Combined Sewer Overflow (CSO)
What is Combined Sewer Overflow (CSO)?
A combined sewer system (CSS) collects rainwater runoff, domestic sewage, and industrial wastewater into one pipe. Under normal conditions, it transports all of the wastewater it collects to a sewage treatment plant for treatment, then discharges to a water body. The volume of wastewater can sometimes exceed the capacity of the CSS or treatment plant (e.g., during heavy rainfall events or snowmelt). When this occurs, untreated stormwater and wastewater, discharges directly to nearby streams, rivers, and other water bodies.

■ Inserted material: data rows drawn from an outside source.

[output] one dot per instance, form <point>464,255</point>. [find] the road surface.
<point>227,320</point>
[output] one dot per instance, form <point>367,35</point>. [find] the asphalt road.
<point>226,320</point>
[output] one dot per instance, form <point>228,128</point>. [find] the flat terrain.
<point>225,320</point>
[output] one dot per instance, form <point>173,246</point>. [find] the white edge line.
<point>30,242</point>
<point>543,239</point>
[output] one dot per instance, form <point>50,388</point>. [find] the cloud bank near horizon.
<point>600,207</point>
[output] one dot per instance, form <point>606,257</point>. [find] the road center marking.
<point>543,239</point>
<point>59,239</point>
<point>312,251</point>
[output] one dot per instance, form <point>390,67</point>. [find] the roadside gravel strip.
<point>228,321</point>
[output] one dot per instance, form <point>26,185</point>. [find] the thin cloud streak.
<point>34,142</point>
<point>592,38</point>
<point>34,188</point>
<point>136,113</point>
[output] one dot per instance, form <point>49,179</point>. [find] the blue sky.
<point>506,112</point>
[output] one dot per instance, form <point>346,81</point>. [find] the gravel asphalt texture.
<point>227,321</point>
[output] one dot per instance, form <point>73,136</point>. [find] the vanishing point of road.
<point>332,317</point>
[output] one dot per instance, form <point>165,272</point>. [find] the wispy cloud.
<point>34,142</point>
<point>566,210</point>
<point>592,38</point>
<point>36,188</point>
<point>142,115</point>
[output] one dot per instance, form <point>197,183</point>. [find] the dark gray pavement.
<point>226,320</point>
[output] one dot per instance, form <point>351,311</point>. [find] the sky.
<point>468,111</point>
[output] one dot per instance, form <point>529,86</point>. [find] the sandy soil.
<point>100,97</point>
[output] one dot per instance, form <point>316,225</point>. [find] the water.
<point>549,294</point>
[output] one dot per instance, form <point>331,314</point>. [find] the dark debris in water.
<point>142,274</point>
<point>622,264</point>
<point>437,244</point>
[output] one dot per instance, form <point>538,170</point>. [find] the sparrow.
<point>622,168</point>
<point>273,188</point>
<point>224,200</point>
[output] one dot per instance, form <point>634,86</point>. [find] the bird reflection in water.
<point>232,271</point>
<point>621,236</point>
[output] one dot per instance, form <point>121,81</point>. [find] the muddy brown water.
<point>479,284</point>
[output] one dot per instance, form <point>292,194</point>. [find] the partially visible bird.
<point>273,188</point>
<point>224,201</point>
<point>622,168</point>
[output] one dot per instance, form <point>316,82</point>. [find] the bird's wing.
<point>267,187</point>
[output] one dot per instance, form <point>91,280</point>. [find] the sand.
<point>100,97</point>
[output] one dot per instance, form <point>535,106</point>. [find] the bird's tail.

Combined sewer overflows (CSOs) contain untreated or partially treated human and industrial waste, toxic materials, and debris as well as stormwater. They are a priority water pollution concern for the nearly 860 municipalities across the U.S. that have CSSs.
CSO Control Policy
EPA’s CSO control policy is a national framework for controlling CSOs through the NPDES permitting program. It provides guidance on how communities with CSOs can achieve Clean Water Act (CWA)(274 pp, 571 K, About PDF) goals in a flexible, cost-effective manner. The CSO control policy also defines expectations for regulated communities, state water quality standards (WQS) authorities, and NPDES authorities.
Pennsylvania has 1,608 combined sewer outfalls in 39 counties; that’ about 17 percent of all such outfalls in the United States, though it’s important to note Pennsylvania is a large, populous state with extensive infrastructure.
Our Work in Harrisburg
Combined sewer overflow (CSO) has been a prolonged issue in the City of Harrisburg. As a Waterkeeper organization, we focus on environmental justice as it relates to water pollution affecting our communities, especially underprivileged and underrepresented communities. The City of Harrisburg suffers from poverty with a median household income of roughly $32,000 and is largely comprised of communities of color, with over 75% of the population identifying as black, Hispanic, Latino or Asian. These residents and those who swim, fish, and otherwise recreate in these waters deserve a cleaner Susquehanna River free from raw sewage and unsafe bacteria levels that can cause illness or death. The people of Harrisburg are being disenfranchised by the responsible parties’ continued delay in reaching a final consent decree that would reduce combined sewer overflows as effectively and expeditiously as possible.